Exploration-focused training allows robotics AI to quickly take on new tasks.

boonchai wedmakawand

WhatsApp Group Join Now
Telegram Group Join Now
Instagram Group Join Now

Reinforcement learning algorithms in systems like ChatGPT or Google's Gemini can work wonders, but they usually require millions of shots before they get good at a task. Therefore, transferring this performance to robots has always been difficult. You can't let a self-driving car crash 3,000 times before it learns that a crash is bad.
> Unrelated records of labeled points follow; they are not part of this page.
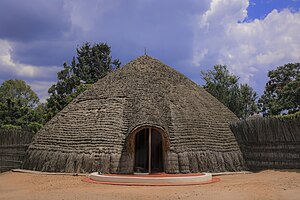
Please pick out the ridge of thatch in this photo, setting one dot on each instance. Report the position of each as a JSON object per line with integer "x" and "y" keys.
{"x": 96, "y": 126}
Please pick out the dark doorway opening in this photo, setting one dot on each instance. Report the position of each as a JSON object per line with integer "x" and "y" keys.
{"x": 148, "y": 151}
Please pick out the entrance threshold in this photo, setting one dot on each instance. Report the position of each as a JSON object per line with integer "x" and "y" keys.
{"x": 158, "y": 179}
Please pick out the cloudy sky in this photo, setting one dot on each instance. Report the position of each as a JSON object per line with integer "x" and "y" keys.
{"x": 249, "y": 36}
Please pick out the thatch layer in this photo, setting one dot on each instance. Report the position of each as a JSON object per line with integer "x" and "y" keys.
{"x": 94, "y": 130}
{"x": 13, "y": 145}
{"x": 269, "y": 142}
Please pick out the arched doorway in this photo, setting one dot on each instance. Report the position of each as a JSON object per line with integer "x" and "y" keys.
{"x": 148, "y": 151}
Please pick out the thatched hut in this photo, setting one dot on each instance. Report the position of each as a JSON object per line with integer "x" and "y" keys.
{"x": 144, "y": 117}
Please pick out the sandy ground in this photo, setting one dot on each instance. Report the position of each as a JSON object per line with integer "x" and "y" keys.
{"x": 266, "y": 185}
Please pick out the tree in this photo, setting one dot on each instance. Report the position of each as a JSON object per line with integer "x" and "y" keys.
{"x": 239, "y": 98}
{"x": 91, "y": 64}
{"x": 18, "y": 104}
{"x": 282, "y": 91}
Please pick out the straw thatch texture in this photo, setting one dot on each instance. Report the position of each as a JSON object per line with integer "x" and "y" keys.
{"x": 94, "y": 131}
{"x": 269, "y": 142}
{"x": 13, "y": 145}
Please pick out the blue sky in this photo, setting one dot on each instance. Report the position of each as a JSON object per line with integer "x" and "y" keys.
{"x": 250, "y": 37}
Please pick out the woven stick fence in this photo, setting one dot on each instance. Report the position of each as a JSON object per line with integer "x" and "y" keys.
{"x": 268, "y": 143}
{"x": 13, "y": 145}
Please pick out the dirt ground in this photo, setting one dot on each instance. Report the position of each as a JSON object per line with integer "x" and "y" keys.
{"x": 269, "y": 184}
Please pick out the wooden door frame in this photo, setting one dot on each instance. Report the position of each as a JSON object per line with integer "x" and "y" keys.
{"x": 165, "y": 144}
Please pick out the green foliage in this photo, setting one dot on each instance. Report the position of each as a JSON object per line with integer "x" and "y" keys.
{"x": 239, "y": 98}
{"x": 91, "y": 64}
{"x": 10, "y": 126}
{"x": 18, "y": 105}
{"x": 282, "y": 91}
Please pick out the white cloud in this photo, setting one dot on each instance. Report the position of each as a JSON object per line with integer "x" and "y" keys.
{"x": 247, "y": 48}
{"x": 9, "y": 69}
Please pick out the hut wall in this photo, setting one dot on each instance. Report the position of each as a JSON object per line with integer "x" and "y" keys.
{"x": 13, "y": 145}
{"x": 268, "y": 143}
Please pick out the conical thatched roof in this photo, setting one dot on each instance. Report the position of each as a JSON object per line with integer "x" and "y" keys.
{"x": 94, "y": 131}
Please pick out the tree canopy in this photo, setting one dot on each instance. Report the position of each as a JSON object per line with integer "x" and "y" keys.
{"x": 19, "y": 106}
{"x": 92, "y": 63}
{"x": 282, "y": 91}
{"x": 239, "y": 98}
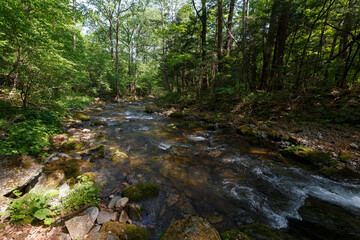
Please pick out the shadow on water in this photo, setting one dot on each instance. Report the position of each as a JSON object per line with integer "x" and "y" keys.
{"x": 216, "y": 174}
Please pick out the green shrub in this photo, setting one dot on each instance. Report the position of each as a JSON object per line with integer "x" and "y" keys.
{"x": 84, "y": 193}
{"x": 32, "y": 207}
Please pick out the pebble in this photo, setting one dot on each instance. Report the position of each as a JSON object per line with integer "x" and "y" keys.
{"x": 354, "y": 145}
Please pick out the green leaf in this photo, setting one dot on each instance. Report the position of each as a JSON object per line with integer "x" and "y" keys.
{"x": 42, "y": 213}
{"x": 48, "y": 221}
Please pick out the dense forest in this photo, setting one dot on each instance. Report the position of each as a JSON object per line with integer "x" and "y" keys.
{"x": 115, "y": 48}
{"x": 236, "y": 116}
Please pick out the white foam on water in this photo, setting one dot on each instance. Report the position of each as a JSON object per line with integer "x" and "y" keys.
{"x": 196, "y": 138}
{"x": 164, "y": 146}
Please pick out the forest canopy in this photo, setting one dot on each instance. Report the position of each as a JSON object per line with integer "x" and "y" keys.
{"x": 55, "y": 48}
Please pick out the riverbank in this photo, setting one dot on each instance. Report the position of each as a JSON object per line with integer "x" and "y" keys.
{"x": 325, "y": 121}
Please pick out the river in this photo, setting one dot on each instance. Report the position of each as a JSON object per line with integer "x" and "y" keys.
{"x": 216, "y": 174}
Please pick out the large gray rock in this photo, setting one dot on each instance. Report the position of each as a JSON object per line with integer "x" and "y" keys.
{"x": 104, "y": 217}
{"x": 93, "y": 212}
{"x": 17, "y": 171}
{"x": 113, "y": 202}
{"x": 121, "y": 203}
{"x": 47, "y": 181}
{"x": 79, "y": 226}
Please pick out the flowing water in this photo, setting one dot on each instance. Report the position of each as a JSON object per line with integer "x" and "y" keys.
{"x": 216, "y": 174}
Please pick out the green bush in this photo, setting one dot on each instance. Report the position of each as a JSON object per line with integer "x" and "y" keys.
{"x": 84, "y": 193}
{"x": 32, "y": 207}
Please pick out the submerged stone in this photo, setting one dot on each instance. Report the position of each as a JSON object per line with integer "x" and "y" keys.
{"x": 151, "y": 109}
{"x": 82, "y": 116}
{"x": 176, "y": 115}
{"x": 17, "y": 171}
{"x": 306, "y": 155}
{"x": 246, "y": 130}
{"x": 119, "y": 157}
{"x": 340, "y": 174}
{"x": 324, "y": 220}
{"x": 261, "y": 231}
{"x": 345, "y": 156}
{"x": 234, "y": 235}
{"x": 72, "y": 145}
{"x": 194, "y": 227}
{"x": 127, "y": 231}
{"x": 135, "y": 211}
{"x": 141, "y": 191}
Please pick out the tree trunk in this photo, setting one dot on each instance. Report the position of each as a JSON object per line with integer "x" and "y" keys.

But now a team of researchers at Northwestern University has found a way around it. “This is what we think is going to be transformative in the development of embodied AI in the real world,” says Thomas Barvetta, who led the development of Maximum Diffusion Reinforcement Learning (MaxDiff RL), an algorithm designed specifically for robots. Prepared for

Introduction to Chaos

The problem of deploying most reinforcement learning algorithms to robots starts with the built-in assumption that the data they learn from is independent and uniformly distributed. In this context, independence means that the value of one variable does not depend on the value of another variable in the dataset—when you flip a coin twice, getting tails on the second try depends on the outcome of your first flip. It doesn't happen. . A uniform distribution means that the probability of seeing a particular outcome is the same. In the coin flip example, the probability of getting heads is the same as getting tails: 50 percent for each.
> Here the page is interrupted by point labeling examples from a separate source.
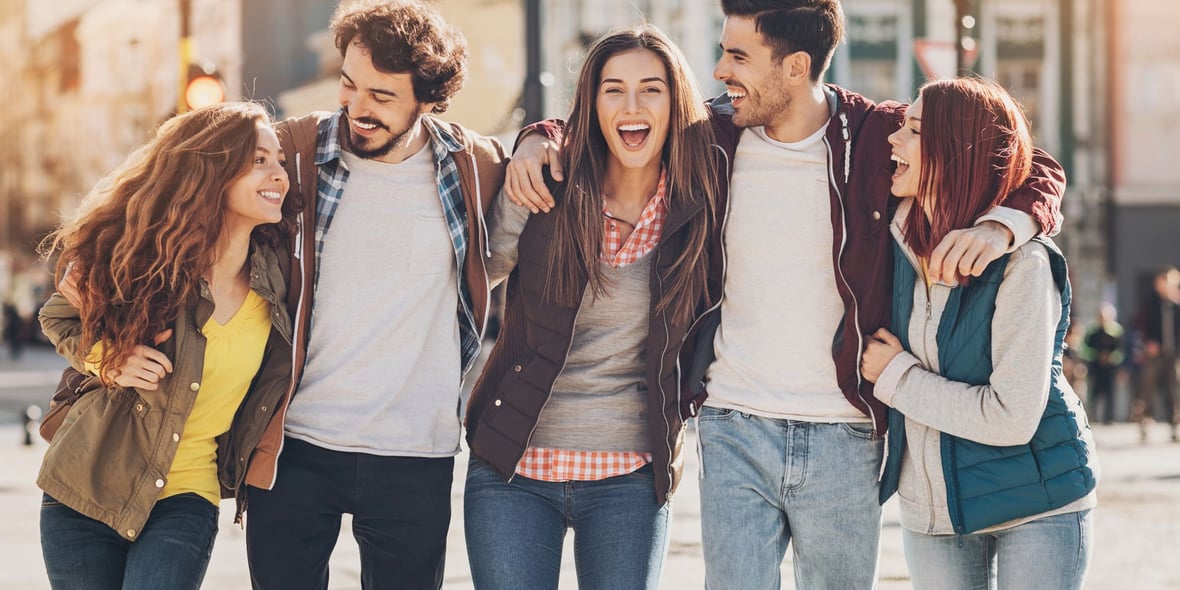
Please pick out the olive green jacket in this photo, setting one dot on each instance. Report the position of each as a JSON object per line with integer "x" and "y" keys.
{"x": 115, "y": 448}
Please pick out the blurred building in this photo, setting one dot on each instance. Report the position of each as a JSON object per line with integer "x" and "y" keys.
{"x": 84, "y": 80}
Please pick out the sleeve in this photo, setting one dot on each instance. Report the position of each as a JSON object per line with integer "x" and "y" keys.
{"x": 61, "y": 323}
{"x": 504, "y": 227}
{"x": 1040, "y": 196}
{"x": 1008, "y": 408}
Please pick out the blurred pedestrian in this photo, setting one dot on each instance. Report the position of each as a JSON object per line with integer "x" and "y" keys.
{"x": 989, "y": 448}
{"x": 1102, "y": 349}
{"x": 176, "y": 303}
{"x": 1159, "y": 327}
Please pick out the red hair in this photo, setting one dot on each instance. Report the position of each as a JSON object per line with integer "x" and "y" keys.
{"x": 976, "y": 148}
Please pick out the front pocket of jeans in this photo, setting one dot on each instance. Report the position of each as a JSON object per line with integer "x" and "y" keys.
{"x": 709, "y": 414}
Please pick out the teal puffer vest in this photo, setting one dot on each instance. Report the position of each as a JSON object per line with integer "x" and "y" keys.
{"x": 988, "y": 485}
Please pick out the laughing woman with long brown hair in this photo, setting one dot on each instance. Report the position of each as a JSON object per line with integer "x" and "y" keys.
{"x": 575, "y": 423}
{"x": 179, "y": 315}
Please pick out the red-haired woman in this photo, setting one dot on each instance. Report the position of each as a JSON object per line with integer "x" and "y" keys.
{"x": 990, "y": 450}
{"x": 181, "y": 315}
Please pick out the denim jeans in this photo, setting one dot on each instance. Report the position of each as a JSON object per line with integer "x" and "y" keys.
{"x": 515, "y": 530}
{"x": 771, "y": 483}
{"x": 400, "y": 506}
{"x": 1050, "y": 554}
{"x": 172, "y": 550}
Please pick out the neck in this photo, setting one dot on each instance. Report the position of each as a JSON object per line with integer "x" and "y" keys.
{"x": 233, "y": 250}
{"x": 806, "y": 113}
{"x": 630, "y": 185}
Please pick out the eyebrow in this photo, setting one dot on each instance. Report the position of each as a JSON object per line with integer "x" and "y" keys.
{"x": 644, "y": 80}
{"x": 375, "y": 91}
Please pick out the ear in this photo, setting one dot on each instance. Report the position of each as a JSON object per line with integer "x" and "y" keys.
{"x": 798, "y": 65}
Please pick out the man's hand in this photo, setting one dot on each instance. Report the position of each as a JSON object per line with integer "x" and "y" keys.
{"x": 880, "y": 348}
{"x": 968, "y": 251}
{"x": 69, "y": 287}
{"x": 145, "y": 366}
{"x": 525, "y": 182}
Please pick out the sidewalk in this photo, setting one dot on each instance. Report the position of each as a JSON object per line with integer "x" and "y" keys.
{"x": 1138, "y": 524}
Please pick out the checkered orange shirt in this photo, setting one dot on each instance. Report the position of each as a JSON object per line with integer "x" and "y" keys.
{"x": 561, "y": 465}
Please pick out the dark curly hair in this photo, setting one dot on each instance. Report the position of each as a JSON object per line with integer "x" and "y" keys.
{"x": 406, "y": 37}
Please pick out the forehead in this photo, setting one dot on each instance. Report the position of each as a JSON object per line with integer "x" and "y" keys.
{"x": 360, "y": 69}
{"x": 741, "y": 34}
{"x": 633, "y": 65}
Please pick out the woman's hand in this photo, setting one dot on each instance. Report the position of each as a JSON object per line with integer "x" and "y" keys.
{"x": 880, "y": 348}
{"x": 145, "y": 366}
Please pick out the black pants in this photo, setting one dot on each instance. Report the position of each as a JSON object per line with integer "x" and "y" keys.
{"x": 400, "y": 506}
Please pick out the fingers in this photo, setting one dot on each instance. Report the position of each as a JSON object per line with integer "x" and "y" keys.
{"x": 555, "y": 164}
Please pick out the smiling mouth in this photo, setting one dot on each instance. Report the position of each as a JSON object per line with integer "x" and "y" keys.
{"x": 271, "y": 196}
{"x": 634, "y": 135}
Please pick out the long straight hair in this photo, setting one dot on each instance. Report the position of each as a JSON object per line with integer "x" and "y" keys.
{"x": 146, "y": 234}
{"x": 976, "y": 148}
{"x": 688, "y": 156}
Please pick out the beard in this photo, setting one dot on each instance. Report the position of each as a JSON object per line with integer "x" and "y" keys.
{"x": 367, "y": 148}
{"x": 764, "y": 107}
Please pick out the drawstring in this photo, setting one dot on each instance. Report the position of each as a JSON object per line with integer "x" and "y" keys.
{"x": 847, "y": 145}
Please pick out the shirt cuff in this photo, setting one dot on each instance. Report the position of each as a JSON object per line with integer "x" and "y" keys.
{"x": 886, "y": 384}
{"x": 1020, "y": 223}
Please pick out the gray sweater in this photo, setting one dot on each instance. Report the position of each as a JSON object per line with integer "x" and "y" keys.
{"x": 1007, "y": 411}
{"x": 598, "y": 400}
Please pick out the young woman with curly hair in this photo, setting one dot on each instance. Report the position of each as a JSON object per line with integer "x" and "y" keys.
{"x": 179, "y": 314}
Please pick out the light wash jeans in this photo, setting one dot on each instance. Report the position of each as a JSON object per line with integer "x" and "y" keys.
{"x": 515, "y": 530}
{"x": 1050, "y": 554}
{"x": 771, "y": 483}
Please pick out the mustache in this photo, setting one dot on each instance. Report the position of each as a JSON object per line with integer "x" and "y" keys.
{"x": 369, "y": 120}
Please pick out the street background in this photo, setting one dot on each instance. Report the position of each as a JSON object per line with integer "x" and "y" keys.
{"x": 1136, "y": 537}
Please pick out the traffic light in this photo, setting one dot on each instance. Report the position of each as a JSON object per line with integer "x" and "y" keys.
{"x": 202, "y": 86}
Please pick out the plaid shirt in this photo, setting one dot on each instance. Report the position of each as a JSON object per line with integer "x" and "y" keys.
{"x": 561, "y": 465}
{"x": 330, "y": 188}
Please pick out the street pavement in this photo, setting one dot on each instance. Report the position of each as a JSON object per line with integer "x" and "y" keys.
{"x": 1136, "y": 541}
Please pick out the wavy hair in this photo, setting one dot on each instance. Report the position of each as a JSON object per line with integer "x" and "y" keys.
{"x": 406, "y": 37}
{"x": 976, "y": 149}
{"x": 149, "y": 230}
{"x": 688, "y": 155}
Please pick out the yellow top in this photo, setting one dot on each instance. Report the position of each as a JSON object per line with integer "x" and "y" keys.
{"x": 233, "y": 356}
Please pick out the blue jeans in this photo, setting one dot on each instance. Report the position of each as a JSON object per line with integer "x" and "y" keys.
{"x": 172, "y": 550}
{"x": 769, "y": 483}
{"x": 515, "y": 530}
{"x": 1050, "y": 554}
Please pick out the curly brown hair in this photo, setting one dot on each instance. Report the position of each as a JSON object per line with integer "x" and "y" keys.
{"x": 406, "y": 37}
{"x": 145, "y": 235}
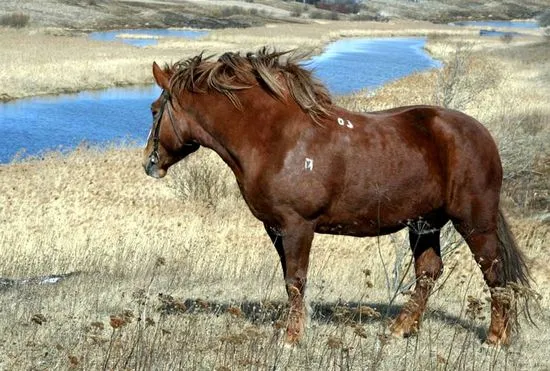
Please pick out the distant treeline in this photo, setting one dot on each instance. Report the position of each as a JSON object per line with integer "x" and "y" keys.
{"x": 340, "y": 6}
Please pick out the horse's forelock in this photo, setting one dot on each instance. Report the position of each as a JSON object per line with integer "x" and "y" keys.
{"x": 233, "y": 72}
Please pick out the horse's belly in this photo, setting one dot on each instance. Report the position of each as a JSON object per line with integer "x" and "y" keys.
{"x": 369, "y": 228}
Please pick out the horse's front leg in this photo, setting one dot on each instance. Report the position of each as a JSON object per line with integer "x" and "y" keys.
{"x": 293, "y": 245}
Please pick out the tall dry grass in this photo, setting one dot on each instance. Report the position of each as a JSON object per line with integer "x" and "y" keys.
{"x": 37, "y": 62}
{"x": 177, "y": 274}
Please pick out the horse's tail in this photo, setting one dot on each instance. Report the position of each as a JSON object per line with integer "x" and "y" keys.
{"x": 514, "y": 268}
{"x": 515, "y": 273}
In virtual, decentralized systems, such as YouTube's recommendation algorithm, this kind of data is easy to obtain because most of the time it meets these requirements right off the bat. “You have a group of users of a website, and you get data from one of them, and then you get data from another website. Most likely, those two users are from the same household. I'm not, they're not highly correlated. They could be, but it's very unlikely,” says Todd Murphy, a professor of mechanical engineering at Northwestern.

The problem is, if those two users were related to each other and were in the same household, it's possible that one of them saw the video, it's possible that their family member saw it and Asked to see it. This would violate independence requirements and compromise learning.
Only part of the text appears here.